Hadoop
Introduction
A lot of problems arise while dealing with massive amounts of data. The data can be “massive” in terms of at least one of the 5 V’s, which are: Volume, Velocity, Variety, Veracity, and Value. A very effective way to deal with these problems is to use a number of clusters in a distributed way, i.e., a multi-node setup. This helps in carrying out tasks, like data storing and processing, more quickly through parallelization. Hadoop is an open source framework designed to handle such massive amounts of data in a distributed and scalable way. Although Hadoop is less commonly used in the industry today, understanding it is crucial to understand the newer technologies which replaced it, e.g., Spark.

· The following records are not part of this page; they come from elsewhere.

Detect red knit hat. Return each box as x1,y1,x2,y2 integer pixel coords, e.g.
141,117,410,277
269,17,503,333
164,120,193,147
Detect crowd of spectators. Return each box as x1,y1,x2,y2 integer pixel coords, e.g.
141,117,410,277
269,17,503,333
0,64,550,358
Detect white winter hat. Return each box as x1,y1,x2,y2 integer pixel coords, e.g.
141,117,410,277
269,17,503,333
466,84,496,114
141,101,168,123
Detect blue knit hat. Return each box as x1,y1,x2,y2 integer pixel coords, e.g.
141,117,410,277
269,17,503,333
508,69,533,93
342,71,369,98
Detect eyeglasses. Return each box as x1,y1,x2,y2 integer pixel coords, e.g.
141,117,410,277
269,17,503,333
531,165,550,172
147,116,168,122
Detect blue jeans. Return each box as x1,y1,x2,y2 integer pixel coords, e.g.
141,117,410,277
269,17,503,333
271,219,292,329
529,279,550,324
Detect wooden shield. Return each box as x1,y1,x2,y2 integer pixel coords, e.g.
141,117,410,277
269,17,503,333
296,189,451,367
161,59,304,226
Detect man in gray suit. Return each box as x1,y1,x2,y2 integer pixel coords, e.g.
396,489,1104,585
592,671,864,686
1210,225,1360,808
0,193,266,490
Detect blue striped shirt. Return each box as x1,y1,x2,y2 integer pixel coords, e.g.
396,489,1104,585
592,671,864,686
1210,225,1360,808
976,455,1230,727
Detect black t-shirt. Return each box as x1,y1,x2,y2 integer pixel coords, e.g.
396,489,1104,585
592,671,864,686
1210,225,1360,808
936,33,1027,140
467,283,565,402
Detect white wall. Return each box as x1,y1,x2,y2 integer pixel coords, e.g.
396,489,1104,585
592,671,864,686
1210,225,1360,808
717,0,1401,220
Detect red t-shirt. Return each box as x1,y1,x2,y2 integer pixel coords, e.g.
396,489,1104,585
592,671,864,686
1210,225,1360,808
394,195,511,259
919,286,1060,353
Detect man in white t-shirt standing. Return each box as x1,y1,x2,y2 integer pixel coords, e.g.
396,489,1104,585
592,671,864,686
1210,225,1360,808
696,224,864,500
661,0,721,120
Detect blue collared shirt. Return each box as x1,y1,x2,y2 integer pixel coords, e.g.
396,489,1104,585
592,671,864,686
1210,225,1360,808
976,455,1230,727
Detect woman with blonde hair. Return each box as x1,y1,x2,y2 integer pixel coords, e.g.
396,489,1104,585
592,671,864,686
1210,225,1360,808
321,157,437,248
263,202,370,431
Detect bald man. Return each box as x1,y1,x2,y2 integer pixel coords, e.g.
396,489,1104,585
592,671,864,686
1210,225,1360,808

The Hadoop distributed file system, introduced by Shvachko et al. (2010), was inspired by the Google file system that was introduced by Ghemawat et al. (2003). The basic idea is to connect many readily available and inexpensive machines, also known as commodity hardware, together in a cluster to share and process the data. Hadoop is a framework that helps in doing this.
Properties of Hadoop
Some major properties of Hadoop are the following:
- Scalability:
- Hadoop can scale horizontally. In other words, we can, in principle, add as many machines as we like to a Hadoop cluster.
- Fault tolerance:
- To deal with faults, i.e., machine failure, Hadoop maintains copies of the data, also known as replicas. Thus, even if a machine fails, the data remains available through replicas.
- Distributed processing:
- Hadoop can process the data where it is stored. Instead of moving the data close to where the processing happens, Hadoop instead moves the processing closer to where the data is stored. This improves the overall efficiency of the system.
- Cost effectiveness:
- As mentioned earlier, Hadoop uses commodity hardware which makes it highly cost effective.
- Open source:
- Hadoop is free to use and modify, under the Apache license.
It was majorly due to these properties that Hadoop was widely adopted.
Hadoop Ecosystem
The Hadoop ecosystem is a collection of open source projects, tools, and components that work together to store, process, and analyze large amounts of data. Some components were present in Hadoop when it was introduced, while some were added later. Some of these components that I will discuss are shown in Figure 1.
Hadoop Distributed File System (HDFS)
HDFS was inspired by the Google file system (GFS). HDFS provides distributed storage for massive data.
MapReduce
The Hadoop MapReduce was inspired by the Google MapReduce which was introduced by Dean & Ghemawat (2008). It helps in processing massive data by dividing the entire processing task into smaller tasks that can run in parallel. Today, Spark is more commonly used instead of MapReduce.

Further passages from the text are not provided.